CHICAGO – Looking to go “bolder,” Calabash once again teamed with agency Quench (Harrisburg, PA) to create the latest two-spot campaign for Starkist featuring beloved brand icon Charlie the Tuna reunited with actress Candace Cameron Bure, perhaps best known as D.J. Tanner on the classic family sit-com “Full House.”
“Mixing live action with animation creates a challenge that’s both creative and technical,” John Gilbert, Quench’s Group Creative Director. “Calabash is incredibly skilled at nailing both sides of that. They’re not just involved, they’re right there in the room with us, responsive at every step starting early in the process, helping us avoid obstacles and even helping advise our client on executional details. Sean, Wayne and their incredibly talented team make Charlie the Tuna the larger-than-life character he deserves to be.”
Similar to last year’s campaign, the setting of both spots are the set of one of Bure TV projects where Charlie literally drops in, dangling causally from a fisherman’s hook naturally, to inform her of Starkist’s latest creations.
The first spot, titled "Tuna Creations BOLD," finds Bure filming an action sequence, dressed in a red superhero jumpsuit. When the off-screen voice of the director is heard asking Bure for a ‘bolder’ performance, Charlie seizes the moment to tell her about the Tuna Creations line of bold flavors such as Jalapeño. In the second spot, entitled “Chicken Creations,” we see Bure between scenes on a living room set in a bright yellow dress reacting excitedly to Charlie’s news about their new Chicken Creations line.

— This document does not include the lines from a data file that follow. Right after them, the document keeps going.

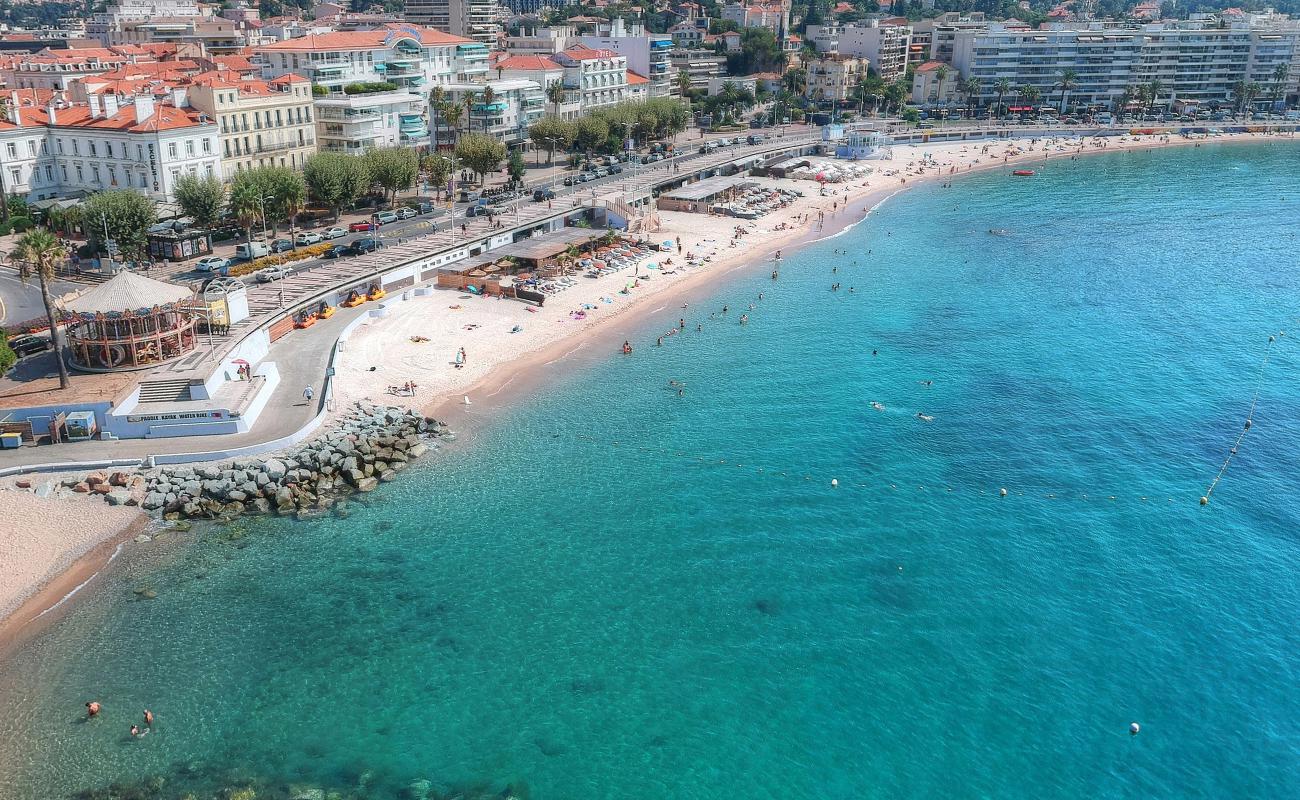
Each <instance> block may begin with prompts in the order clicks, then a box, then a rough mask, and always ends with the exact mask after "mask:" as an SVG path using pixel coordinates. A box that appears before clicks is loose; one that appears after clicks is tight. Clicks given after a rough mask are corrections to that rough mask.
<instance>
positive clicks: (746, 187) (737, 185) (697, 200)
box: [658, 176, 755, 212]
mask: <svg viewBox="0 0 1300 800" xmlns="http://www.w3.org/2000/svg"><path fill="white" fill-rule="evenodd" d="M754 185H755V182H754V181H751V180H750V178H748V177H745V176H718V177H712V178H705V180H703V181H695V182H694V183H686V185H685V186H681V187H680V189H673V190H671V191H666V193H663V194H662V195H659V200H658V207H659V209H660V211H689V212H706V211H708V207H710V206H714V204H718V203H728V202H731V200H733V199H735V198H736V195H737V194H740V191H741V190H744V189H749V187H750V186H754Z"/></svg>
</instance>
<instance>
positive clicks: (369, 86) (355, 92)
mask: <svg viewBox="0 0 1300 800" xmlns="http://www.w3.org/2000/svg"><path fill="white" fill-rule="evenodd" d="M396 90H398V85H396V83H389V82H387V81H378V82H367V83H348V85H347V86H344V87H343V94H344V95H369V94H373V92H377V91H396Z"/></svg>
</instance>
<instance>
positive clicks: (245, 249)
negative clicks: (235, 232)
mask: <svg viewBox="0 0 1300 800" xmlns="http://www.w3.org/2000/svg"><path fill="white" fill-rule="evenodd" d="M269 254H270V247H269V246H268V245H266V242H244V243H243V245H235V258H237V259H239V260H242V261H251V260H253V259H260V258H261V256H264V255H269Z"/></svg>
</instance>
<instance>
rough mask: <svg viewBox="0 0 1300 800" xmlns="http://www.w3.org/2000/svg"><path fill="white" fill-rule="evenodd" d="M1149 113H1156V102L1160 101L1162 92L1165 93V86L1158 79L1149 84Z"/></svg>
mask: <svg viewBox="0 0 1300 800" xmlns="http://www.w3.org/2000/svg"><path fill="white" fill-rule="evenodd" d="M1145 88H1147V113H1148V114H1149V113H1153V112H1154V111H1156V101H1157V100H1160V92H1162V91H1165V85H1164V83H1161V82H1160V81H1158V79H1156V81H1148V82H1147V86H1145Z"/></svg>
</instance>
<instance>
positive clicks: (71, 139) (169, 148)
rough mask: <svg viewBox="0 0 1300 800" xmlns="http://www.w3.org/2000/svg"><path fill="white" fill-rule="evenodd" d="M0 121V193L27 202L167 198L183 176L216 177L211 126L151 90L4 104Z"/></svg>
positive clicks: (215, 168) (185, 105)
mask: <svg viewBox="0 0 1300 800" xmlns="http://www.w3.org/2000/svg"><path fill="white" fill-rule="evenodd" d="M8 111H9V120H6V121H4V122H0V153H4V157H3V159H0V164H3V167H0V172H3V178H0V190H3V191H4V193H5V194H19V195H23V196H26V198H29V199H32V200H42V199H49V198H61V196H68V195H78V194H81V195H85V194H90V193H92V191H98V190H103V189H135V190H136V191H140V193H142V194H146V195H148V196H152V198H153V199H156V200H170V199H172V196H173V194H172V193H173V191H174V189H175V182H177V180H179V177H181V176H182V174H196V176H220V174H221V161H220V150H218V139H217V134H218V129H217V125H216V122H213V121H212V120H211V118H208V117H205V116H204V114H201V113H200V112H198V111H196V109H194V108H190V107H188V105H187V103H186V101H185V98H183V92H182V94H179V95H174V96H169V98H168V99H166V100H165V101H159V100H156V99H155V98H153V96H152V95H142V96H136V98H134V99H131V100H129V101H122V103H120V99H118V96H117V95H116V94H107V95H103V96H101V95H91V96H90V100H88V103H87V104H86V105H62V107H59V105H55V104H49V105H47V107H45V108H39V107H27V105H14V104H12V103H10V105H9V109H8Z"/></svg>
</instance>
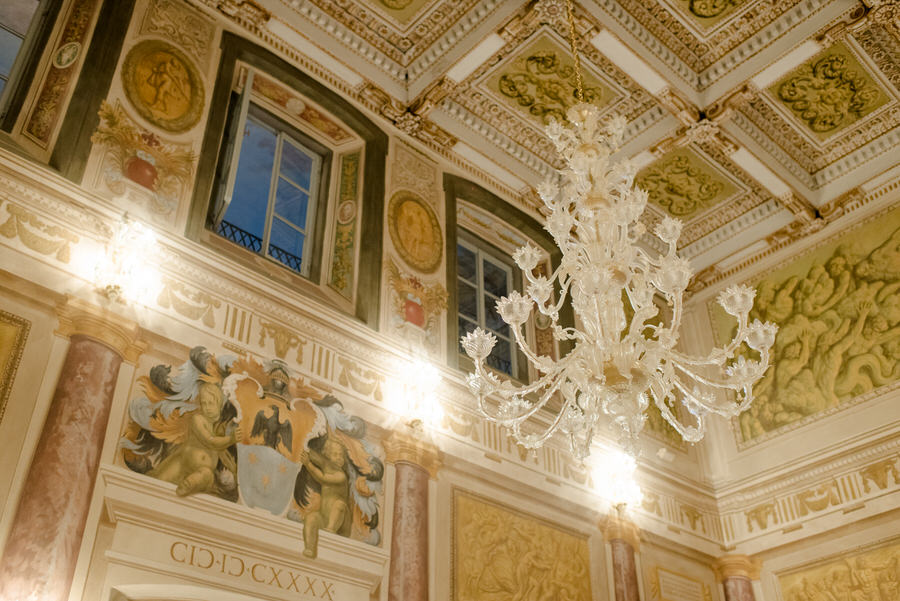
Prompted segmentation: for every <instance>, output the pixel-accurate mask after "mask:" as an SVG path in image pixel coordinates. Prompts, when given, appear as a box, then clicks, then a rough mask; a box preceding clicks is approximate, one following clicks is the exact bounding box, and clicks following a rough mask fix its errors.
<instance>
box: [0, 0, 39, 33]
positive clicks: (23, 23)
mask: <svg viewBox="0 0 900 601" xmlns="http://www.w3.org/2000/svg"><path fill="white" fill-rule="evenodd" d="M38 4H39V1H38V0H3V2H0V23H3V26H4V27H6V28H7V29H11V30H12V31H14V32H16V33H17V34H19V36H20V37H23V38H24V37H25V34H26V33H27V32H28V26H29V25H30V24H31V19H32V17H34V13H35V11H37V7H38Z"/></svg>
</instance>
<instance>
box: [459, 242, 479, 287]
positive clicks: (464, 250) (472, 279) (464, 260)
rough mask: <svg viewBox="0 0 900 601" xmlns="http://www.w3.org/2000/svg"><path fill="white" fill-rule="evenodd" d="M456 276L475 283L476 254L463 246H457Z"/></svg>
mask: <svg viewBox="0 0 900 601" xmlns="http://www.w3.org/2000/svg"><path fill="white" fill-rule="evenodd" d="M456 275H458V276H459V277H461V278H462V279H464V280H468V281H470V282H474V281H475V253H473V252H472V251H471V250H469V249H468V248H466V247H465V246H463V245H462V244H457V245H456Z"/></svg>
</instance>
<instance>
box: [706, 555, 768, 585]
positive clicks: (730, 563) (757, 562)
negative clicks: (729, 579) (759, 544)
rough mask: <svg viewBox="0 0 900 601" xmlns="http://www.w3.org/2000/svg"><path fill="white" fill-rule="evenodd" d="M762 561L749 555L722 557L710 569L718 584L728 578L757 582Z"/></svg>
mask: <svg viewBox="0 0 900 601" xmlns="http://www.w3.org/2000/svg"><path fill="white" fill-rule="evenodd" d="M761 568H762V561H760V560H759V559H756V558H755V557H750V556H749V555H723V556H722V557H719V558H718V559H716V560H715V561H714V562H713V565H712V569H713V572H715V574H716V579H717V580H718V581H719V582H724V581H725V580H727V579H729V578H746V579H748V580H759V570H760V569H761Z"/></svg>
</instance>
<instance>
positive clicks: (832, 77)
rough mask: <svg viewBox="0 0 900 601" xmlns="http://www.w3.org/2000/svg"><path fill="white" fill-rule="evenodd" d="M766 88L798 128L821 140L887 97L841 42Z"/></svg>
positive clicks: (874, 106)
mask: <svg viewBox="0 0 900 601" xmlns="http://www.w3.org/2000/svg"><path fill="white" fill-rule="evenodd" d="M768 91H769V94H771V95H772V97H773V98H774V99H775V101H776V102H778V103H780V104H781V106H783V107H784V108H786V109H787V110H788V112H789V113H790V115H791V117H793V118H794V119H795V120H797V121H799V122H800V123H801V129H805V130H807V131H808V132H810V133H812V135H813V136H815V137H816V138H817V139H818V140H822V141H824V140H826V139H828V138H829V137H831V136H833V135H835V134H837V133H839V132H841V131H843V130H845V129H846V128H848V127H850V126H851V125H853V124H854V123H857V122H858V121H860V120H861V119H863V118H864V117H866V116H867V115H869V114H871V113H872V112H873V111H875V110H876V109H878V108H880V107H882V106H884V105H885V104H886V103H887V102H888V101H889V98H888V95H887V94H886V93H885V92H884V91H882V86H881V85H880V84H879V83H878V82H877V81H876V79H875V77H874V76H873V75H872V74H871V73H870V72H869V71H868V70H867V69H866V68H865V67H864V66H863V65H862V64H860V61H859V60H858V59H857V58H856V57H855V56H854V54H853V53H852V52H851V51H850V49H849V48H848V47H847V45H846V44H844V43H842V42H839V43H837V44H835V45H833V46H831V47H830V48H828V49H827V50H825V51H823V52H821V53H819V54H817V55H816V56H814V57H812V58H811V59H809V60H808V61H806V62H804V63H803V64H801V65H800V66H798V67H797V68H796V69H794V70H793V71H791V72H789V73H787V74H786V75H785V76H784V77H782V78H781V79H780V80H779V81H777V82H775V83H774V84H772V86H771V87H770V88H769V90H768Z"/></svg>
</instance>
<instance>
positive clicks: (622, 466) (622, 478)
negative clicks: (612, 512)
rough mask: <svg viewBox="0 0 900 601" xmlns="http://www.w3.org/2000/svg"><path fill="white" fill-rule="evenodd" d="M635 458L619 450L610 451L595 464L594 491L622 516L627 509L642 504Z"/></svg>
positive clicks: (639, 486)
mask: <svg viewBox="0 0 900 601" xmlns="http://www.w3.org/2000/svg"><path fill="white" fill-rule="evenodd" d="M636 469H637V463H636V462H635V460H634V457H632V456H631V455H629V454H628V453H625V452H623V451H619V450H617V449H608V450H607V451H606V452H605V453H602V454H600V456H599V457H598V458H597V460H596V462H595V463H594V469H593V477H594V489H595V490H596V491H597V494H599V495H600V497H601V498H602V499H603V500H605V501H607V502H608V503H609V504H610V505H611V506H612V507H615V508H616V511H617V512H618V514H619V515H620V516H621V515H623V514H624V512H625V509H626V508H627V507H629V506H630V507H637V506H638V505H640V504H641V500H642V499H643V493H641V487H640V486H638V483H637V481H636V480H635V479H634V473H635V470H636Z"/></svg>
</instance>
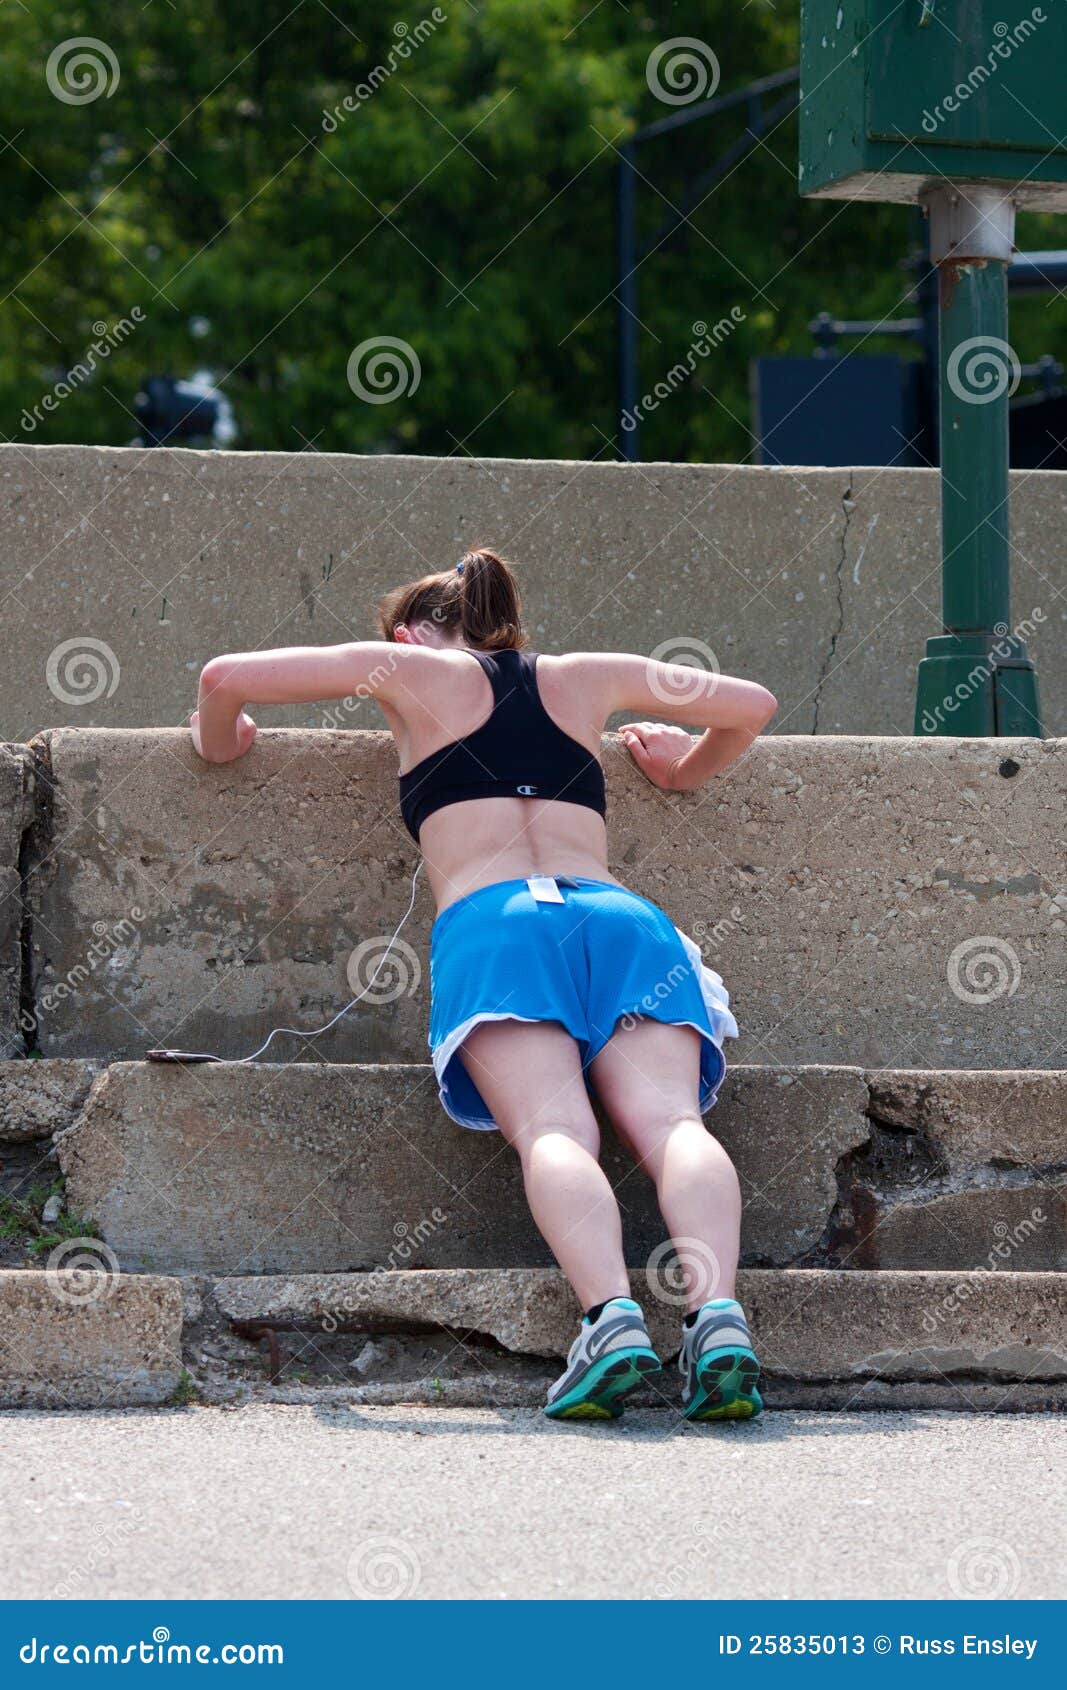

“Both spots needed the animated Charlie integrated into the live action environment with a believable interaction between Charlie and Candace,” Wayne Brejcha, Calabash’s Creative Director. “Playing off of Candace’s warmth and energy, Charlie’s performance came together very naturally.”
For the project, Calabash Executive Producer Sean Henry attended the shoot in Los Angeles to work closely with Director Peter Siaggas to ensure the live action and animation would integrate perfectly in post.
“The spots are very tongue-in-cheek and don’t take themselves too seriously,” Henry says. “’Bold’ was shot entirely against green screen with most of the environment being fabricated in post. Candace was a great sport and a real pro when it came to maintaining eye lines and acting against an imaginary co-star. Petergave us great material to work with, in both the beautifully-composed shots and the performances from Candace.”
Brejcha adds that because Charlie’s style straddles the worlds of 3D and 2D, it remains a creative and technical challenge to get the CG model to look like it belongs in the real world.
“There’s no way to treat our Charlie CG model like a conventional, straightforward stop-motion puppet — the artists have to distort his shapes to match our guide sketches,” he says. “It looks good from the camera’s point of view. Always a great challenge, but very rewarding when we pull it off.”